Aluminium oxyhydroxide is a commonly used adjuvant in vaccines. Researchers have discovered that, far from being an inert and stationary anchor holding the antigen at the injection site before it is excreted, as was believed in the past and public health still maintains, aluminium adjuvants trigger an immunological storm of events and cascades of immune activity far from the injection site, including cytokines (inflammatory proteins), with names such as interleukin-1beta and interleukin-6, that have been found at significantly higher levels in autistic patients than healthy controls. This evidence adds to a growing, current body of research that autism is, at root, a disease of a dysfunctional and hyper-stimulated immune system.
The Centers for Disease Control and Prevention and the U.S. Food and Drug Administration maintain a database of information about adverse effects from the administration of vaccines licensed in the U.S. The database is called the Vaccine Adverse Event Reporting System (VAERS), a program created under the National Childhood Vaccine Injury Act of 1986. Reporting is voluntary. Vaccine manufacturers are shielded by the US Government from civil liability from any vaccine-related injuries.
Meningitis was reported after several types of vaccinations.

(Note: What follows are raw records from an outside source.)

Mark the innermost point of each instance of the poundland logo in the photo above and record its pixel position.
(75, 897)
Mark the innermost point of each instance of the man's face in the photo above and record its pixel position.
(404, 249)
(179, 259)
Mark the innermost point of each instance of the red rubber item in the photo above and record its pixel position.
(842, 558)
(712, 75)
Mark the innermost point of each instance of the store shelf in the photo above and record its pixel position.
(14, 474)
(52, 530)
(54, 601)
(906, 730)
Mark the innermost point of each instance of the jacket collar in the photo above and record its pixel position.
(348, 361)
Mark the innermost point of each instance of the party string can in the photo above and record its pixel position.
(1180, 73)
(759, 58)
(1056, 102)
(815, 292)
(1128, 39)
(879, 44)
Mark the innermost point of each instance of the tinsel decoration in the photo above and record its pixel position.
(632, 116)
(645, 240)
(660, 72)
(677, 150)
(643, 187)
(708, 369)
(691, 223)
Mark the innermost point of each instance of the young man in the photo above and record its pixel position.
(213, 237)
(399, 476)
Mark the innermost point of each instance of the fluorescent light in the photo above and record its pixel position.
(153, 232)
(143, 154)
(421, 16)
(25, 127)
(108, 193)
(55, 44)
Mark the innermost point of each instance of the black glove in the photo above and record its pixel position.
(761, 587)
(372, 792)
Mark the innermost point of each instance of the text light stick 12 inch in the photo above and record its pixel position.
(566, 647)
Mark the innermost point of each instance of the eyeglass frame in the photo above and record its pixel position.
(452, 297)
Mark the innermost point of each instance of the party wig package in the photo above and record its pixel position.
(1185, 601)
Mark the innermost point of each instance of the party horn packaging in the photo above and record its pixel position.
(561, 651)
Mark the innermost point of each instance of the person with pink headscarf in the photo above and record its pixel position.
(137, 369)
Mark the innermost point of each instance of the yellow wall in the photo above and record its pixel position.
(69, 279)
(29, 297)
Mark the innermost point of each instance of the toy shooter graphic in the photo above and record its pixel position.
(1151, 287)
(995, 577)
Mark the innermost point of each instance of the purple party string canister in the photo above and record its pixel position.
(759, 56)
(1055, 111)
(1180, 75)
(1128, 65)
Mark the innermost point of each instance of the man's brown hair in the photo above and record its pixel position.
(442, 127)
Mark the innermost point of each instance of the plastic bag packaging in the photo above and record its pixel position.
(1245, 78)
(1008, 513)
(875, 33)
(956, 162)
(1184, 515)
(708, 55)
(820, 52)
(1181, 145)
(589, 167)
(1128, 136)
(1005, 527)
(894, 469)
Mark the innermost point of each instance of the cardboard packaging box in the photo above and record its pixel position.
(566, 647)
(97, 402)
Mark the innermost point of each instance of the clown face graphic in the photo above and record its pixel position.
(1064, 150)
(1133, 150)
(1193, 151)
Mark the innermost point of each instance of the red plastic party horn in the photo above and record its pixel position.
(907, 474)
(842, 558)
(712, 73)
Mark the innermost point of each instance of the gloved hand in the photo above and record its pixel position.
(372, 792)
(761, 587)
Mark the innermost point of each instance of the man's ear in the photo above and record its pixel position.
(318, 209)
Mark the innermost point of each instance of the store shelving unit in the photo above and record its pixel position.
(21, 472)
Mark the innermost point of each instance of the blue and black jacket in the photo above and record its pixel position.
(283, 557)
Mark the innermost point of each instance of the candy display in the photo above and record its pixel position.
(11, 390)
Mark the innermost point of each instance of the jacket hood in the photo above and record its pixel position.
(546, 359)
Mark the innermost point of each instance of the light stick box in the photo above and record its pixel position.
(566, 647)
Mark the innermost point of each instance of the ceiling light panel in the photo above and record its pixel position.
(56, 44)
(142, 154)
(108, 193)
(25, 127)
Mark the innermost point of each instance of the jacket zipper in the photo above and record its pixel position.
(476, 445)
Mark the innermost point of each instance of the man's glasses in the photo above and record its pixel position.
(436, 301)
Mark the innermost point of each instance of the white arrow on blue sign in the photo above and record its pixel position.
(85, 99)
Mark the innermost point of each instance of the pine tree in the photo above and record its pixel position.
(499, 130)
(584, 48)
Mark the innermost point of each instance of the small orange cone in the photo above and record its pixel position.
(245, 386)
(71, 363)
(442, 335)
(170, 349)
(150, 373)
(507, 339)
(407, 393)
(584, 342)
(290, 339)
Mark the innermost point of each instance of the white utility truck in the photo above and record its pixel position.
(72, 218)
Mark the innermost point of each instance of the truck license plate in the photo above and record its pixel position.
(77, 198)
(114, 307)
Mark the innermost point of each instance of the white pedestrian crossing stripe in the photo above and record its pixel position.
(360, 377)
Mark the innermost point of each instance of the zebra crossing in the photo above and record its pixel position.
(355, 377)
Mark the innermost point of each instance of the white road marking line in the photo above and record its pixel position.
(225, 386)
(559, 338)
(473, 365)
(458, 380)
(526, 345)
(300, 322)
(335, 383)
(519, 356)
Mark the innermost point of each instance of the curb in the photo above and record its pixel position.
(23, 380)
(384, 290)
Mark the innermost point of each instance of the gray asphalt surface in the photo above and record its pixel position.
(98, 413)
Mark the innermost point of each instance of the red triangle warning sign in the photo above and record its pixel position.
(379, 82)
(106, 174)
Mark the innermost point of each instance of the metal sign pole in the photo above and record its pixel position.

One study published in the journal Neurology evaluated data from VAERS to look at the rate of occurrence of meningitis after vaccines were administered to individuals from infancy to 74.7 years during the period 1990 to 2010, looking at the onset of meningitis within six weeks after an individual was vaccinated. Of the 722 cases found, 415 (57.5%) occurred in the first six weeks and 327 (45.2%) occurred within the first two weeks. In the group, 76% of the individuals were hospitalized and 6.9% were disabled after the infection cleared.